Nirodbaran
Correspondence with Sri Aurobindo
The Complete Set
But how terrifying is your “Look here”! What I have heard about your extreme seriousness in former days,1 is quite enough not to invite it farther on my poor head!
Bad logic again! when I write “Look here!” it means I am not serious, however terrifying I may be.
Only I find that you have beaten me right and left for what I did not even intend to say.
Of course! One is most responsible for what one does not intend. It is besides the nature of bad logic to imply what the logician did not mean or did not know that he meant. Ignorance is no defence in law and non-intention is no defence in logic. Such is the beauty of life!

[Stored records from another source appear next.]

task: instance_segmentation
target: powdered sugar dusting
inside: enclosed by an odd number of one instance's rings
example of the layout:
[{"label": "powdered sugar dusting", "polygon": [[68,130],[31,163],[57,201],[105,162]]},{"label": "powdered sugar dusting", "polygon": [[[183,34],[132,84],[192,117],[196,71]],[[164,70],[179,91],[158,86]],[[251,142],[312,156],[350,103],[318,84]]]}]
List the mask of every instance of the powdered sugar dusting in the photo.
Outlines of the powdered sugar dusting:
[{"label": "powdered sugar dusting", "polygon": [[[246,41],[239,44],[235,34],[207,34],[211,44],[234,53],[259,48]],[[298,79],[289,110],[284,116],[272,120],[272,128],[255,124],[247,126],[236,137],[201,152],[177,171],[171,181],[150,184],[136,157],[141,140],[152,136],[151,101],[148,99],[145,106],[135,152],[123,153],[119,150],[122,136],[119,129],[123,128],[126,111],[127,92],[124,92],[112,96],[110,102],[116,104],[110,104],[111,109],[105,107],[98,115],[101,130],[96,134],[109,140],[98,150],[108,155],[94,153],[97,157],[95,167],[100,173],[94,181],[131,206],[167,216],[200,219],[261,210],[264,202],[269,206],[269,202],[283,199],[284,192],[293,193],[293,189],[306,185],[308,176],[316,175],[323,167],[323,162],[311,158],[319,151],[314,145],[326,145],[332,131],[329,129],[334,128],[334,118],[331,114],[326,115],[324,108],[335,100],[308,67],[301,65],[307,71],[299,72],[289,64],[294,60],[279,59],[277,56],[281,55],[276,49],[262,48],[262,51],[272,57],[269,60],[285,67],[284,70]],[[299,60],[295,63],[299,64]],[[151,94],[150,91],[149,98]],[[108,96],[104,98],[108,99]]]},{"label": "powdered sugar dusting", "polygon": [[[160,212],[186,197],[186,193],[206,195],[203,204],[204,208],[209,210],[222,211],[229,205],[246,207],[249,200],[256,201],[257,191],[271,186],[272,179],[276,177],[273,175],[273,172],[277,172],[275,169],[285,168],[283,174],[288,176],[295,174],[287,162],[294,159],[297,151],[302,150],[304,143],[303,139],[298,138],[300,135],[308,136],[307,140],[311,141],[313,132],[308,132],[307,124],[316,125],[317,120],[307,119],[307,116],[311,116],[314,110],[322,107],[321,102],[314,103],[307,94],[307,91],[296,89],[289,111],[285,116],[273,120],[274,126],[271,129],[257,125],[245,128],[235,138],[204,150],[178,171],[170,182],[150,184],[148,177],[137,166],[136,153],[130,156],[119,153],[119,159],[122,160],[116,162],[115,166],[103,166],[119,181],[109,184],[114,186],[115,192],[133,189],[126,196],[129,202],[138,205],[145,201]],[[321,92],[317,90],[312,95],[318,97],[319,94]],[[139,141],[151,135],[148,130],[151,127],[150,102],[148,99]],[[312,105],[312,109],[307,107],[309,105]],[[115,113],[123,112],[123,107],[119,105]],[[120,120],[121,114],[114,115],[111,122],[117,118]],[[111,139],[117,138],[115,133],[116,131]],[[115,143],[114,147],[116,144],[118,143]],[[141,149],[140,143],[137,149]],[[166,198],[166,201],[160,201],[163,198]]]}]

G.L. came for glycerine. Rajangam asked me to see his throat, since he has been going on applying it mechanically. I thought it was not my business in absence of any complaint from him. There is chronic catarrh which subsides with present remedies, he says. Shall we use stronger throat-paints? R says that it is our duty to see how a man is getting on, even though he doesn't himself volunteer for examination or treatment.
R's theory is excessive. We are doubtful about the advisability of stronger paintings – it tends to dull down the natural resistance in the throat.
12.02.1935
1 “The man who never smiles”, said Henry W. Nevinson, English writer and journalist who had met Sri Aurobindo in 1907 during his full revolutionary activities.